7.
Anders als Vollendorf befürchtete, dachte Cristina nicht daran, ihren Kampf gegen ihn auszuweiten. Sie war erst einmal froh, den gestrigen Opernabend gut – oder, wie Elisabeth Karau sagte – glänzend zu Ende gebracht zu haben. Noch immer war Singen ihre große Leidenschaft. Elisabeth spottete bereits, dass sie darüber sogar ihre Kinder vergäße. Aber das wies Cristina energisch zurück. Albert und Rosalie waren ihr Ein und Alles. Ihr Sohn war mit seinem Lehrer in Tresskau zurückgeblieben, Rosalie hatte sie nach Weimar mitgenommen. Die Kleine war nun zweieinhalb Jahre alt und ein sehr munteres Kind. Vor allem konnte sie sehr lautstark werden, wenn ihr etwas nicht passte.

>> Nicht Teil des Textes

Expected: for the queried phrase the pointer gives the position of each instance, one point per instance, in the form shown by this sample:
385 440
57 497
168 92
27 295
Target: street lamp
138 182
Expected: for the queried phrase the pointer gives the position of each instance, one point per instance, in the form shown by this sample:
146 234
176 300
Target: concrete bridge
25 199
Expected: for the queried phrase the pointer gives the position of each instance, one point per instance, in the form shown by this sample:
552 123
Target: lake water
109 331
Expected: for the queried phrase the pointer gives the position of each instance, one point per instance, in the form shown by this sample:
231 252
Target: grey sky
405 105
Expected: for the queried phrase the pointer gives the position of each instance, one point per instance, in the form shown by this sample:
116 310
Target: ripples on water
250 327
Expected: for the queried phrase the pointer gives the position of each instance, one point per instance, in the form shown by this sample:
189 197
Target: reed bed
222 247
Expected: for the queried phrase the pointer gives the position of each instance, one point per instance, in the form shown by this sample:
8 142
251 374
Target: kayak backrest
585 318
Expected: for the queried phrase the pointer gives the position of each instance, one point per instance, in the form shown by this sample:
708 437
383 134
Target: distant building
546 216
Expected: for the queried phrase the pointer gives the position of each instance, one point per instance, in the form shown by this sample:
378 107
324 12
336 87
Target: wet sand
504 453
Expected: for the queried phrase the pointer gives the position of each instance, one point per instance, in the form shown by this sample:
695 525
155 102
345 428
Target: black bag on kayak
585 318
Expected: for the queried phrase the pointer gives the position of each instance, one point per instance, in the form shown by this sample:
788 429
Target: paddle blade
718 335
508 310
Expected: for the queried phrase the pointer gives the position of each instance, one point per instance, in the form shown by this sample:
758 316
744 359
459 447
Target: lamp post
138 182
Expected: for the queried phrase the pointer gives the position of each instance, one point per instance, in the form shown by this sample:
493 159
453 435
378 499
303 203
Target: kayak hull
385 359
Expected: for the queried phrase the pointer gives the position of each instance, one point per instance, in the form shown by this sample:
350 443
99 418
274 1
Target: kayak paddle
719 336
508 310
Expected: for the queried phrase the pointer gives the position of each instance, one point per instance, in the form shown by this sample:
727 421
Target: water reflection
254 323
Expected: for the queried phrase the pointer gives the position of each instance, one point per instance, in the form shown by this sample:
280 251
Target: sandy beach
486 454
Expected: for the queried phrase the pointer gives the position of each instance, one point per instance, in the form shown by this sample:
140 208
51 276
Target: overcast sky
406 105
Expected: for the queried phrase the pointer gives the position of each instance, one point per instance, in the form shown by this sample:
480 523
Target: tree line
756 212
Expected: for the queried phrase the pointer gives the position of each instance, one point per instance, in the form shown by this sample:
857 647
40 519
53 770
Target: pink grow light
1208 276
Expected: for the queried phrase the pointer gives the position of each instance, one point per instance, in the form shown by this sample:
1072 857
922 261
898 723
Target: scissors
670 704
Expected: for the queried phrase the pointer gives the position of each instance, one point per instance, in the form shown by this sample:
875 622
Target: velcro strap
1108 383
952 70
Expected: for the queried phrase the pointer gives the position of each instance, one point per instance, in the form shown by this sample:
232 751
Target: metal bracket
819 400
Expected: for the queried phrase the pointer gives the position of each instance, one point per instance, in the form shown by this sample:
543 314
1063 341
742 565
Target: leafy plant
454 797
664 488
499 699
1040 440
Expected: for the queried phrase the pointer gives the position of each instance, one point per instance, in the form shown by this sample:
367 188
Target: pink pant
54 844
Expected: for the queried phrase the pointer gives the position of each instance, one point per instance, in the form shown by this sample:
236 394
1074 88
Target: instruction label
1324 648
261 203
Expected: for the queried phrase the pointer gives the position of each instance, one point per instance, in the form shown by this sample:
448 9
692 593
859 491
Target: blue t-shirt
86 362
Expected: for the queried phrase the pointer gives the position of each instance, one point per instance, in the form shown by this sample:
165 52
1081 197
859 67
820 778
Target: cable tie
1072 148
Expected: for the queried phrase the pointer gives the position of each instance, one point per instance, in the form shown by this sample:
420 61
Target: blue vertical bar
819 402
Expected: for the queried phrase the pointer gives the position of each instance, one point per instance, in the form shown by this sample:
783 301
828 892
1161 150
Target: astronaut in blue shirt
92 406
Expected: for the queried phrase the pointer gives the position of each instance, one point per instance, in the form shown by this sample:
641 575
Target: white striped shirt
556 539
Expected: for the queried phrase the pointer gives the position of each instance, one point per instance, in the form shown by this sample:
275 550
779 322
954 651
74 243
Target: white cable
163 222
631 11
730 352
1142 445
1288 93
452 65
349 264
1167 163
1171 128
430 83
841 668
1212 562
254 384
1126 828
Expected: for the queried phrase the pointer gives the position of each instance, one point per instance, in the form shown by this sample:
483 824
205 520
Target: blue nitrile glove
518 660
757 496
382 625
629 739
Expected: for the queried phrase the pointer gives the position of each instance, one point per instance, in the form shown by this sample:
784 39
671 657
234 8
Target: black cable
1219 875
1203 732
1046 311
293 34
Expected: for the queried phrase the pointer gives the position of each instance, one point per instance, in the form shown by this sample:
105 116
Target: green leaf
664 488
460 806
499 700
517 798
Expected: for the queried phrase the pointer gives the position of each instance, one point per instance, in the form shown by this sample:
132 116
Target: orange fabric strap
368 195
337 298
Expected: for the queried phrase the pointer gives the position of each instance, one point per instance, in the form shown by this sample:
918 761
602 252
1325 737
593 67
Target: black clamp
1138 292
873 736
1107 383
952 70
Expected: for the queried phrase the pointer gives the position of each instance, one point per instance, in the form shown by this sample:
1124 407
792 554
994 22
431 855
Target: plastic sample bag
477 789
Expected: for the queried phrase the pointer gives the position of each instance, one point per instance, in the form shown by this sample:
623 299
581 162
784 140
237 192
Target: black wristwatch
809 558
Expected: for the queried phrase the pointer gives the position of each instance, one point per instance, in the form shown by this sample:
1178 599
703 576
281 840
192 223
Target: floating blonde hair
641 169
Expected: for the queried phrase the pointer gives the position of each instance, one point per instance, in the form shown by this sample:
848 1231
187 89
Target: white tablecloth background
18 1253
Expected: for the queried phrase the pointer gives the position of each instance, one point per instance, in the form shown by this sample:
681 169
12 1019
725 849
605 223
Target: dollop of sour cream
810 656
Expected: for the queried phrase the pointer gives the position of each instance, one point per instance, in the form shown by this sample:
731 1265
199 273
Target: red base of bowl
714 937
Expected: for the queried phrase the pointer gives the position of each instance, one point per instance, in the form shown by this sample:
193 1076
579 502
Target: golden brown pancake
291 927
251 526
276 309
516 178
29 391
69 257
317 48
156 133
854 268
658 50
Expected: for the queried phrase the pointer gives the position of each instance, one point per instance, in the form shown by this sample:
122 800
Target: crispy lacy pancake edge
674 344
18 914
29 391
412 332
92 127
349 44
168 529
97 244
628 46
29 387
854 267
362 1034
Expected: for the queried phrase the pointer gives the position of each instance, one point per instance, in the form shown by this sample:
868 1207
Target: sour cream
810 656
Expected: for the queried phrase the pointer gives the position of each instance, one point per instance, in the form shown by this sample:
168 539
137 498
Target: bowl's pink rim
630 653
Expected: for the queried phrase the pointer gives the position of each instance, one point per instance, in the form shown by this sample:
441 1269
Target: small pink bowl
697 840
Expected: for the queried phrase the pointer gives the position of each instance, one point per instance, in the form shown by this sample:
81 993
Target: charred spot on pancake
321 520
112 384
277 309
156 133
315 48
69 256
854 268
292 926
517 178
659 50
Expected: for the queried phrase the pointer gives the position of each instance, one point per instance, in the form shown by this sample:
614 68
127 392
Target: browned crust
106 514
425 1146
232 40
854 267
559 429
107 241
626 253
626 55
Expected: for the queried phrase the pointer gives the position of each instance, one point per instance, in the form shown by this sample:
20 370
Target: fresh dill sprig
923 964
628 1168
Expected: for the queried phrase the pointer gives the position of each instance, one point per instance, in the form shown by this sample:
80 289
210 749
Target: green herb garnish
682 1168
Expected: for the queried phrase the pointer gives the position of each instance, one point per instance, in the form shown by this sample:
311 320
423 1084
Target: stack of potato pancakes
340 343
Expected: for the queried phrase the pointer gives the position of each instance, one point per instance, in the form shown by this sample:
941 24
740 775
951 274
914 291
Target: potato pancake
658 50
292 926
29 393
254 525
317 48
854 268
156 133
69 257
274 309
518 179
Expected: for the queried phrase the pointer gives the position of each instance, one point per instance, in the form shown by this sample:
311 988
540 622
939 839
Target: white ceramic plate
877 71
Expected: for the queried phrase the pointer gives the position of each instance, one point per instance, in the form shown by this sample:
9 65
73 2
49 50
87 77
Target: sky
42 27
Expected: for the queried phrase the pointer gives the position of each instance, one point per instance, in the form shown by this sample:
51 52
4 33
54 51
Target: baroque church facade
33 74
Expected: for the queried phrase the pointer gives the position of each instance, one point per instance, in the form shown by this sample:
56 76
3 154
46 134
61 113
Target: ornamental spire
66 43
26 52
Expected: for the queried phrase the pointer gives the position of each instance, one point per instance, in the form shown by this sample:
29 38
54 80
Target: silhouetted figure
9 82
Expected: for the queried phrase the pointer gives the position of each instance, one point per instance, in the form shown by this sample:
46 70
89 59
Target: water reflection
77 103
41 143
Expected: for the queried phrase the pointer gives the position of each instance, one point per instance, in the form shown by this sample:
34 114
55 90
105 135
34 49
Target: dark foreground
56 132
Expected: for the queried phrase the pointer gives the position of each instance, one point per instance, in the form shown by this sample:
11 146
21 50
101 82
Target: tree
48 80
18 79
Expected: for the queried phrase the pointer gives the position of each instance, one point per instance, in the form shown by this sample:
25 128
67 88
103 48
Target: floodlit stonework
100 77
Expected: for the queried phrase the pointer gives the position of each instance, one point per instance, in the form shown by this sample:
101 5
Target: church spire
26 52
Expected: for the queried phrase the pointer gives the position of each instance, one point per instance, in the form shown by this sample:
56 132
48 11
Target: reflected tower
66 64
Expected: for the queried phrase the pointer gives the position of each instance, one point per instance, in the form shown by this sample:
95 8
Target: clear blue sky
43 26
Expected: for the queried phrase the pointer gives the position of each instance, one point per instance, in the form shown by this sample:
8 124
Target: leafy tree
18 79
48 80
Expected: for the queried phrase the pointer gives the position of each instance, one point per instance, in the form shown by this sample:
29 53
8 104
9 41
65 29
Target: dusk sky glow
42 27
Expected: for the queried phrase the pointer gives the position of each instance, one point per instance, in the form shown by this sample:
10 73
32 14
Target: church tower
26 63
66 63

Das Einzige, was sie dann beruhigen konnte, war die Stimme der Mutter, die ein Kinderlied sang. Mittlerweile stimmte Rosalie mit ein und zeigte bereits eine ausdrucksstarke Stimme.
»Heute war unser Schatz sehr brav«, berichtete Geli, die die Aufsicht über Albert an dessen Lehrer übergeben hatte und sich nur noch um Rosalie kümmerte.
»Das freut mich!«, antwortete Cristina und nahm ihre Tochter auf den Arm. »Wollen wir ein wenig zusammen singen?«
Rosalie nickte eifrig und stimmte ihr Lieblingslied an. Cristina fiel darin ein, und schließlich sang auch Elisabeth mit. Wegen eines Halsleidens war ihr eine große Sangeskarriere versagt geblieben, doch sie hatte immer noch eine angenehme Stimme, und gelegentlich gelang es sogar ihr, Rosalies Unmut zu besänftigen. An diesem Tag war die Kleine ohnehin sanft wie ein Lamm.
Nach einer Weile klopfte es, und die Wirtin kam herein. »Verzeihung!«, sagte sie und knickste unbeholfen. »Doch draußen steht der Herr Geheimrat von Goethe und bittet darum, vorgelassen zu werden.«
»Um diese Zeit?«, fragte Elisabeth, da es für einen Vormittagsbesuch recht früh war.
»Ich lasse bitten!«, sagte Cristina.
Sie war ebenfalls gespannt, aus welchem Grund Johann Wolfgang von Goethe sie aufsuchte. Immerhin war er ein berühmter Dichter, und nicht wenige nannten ihn den Dichterfürsten der Deutschen.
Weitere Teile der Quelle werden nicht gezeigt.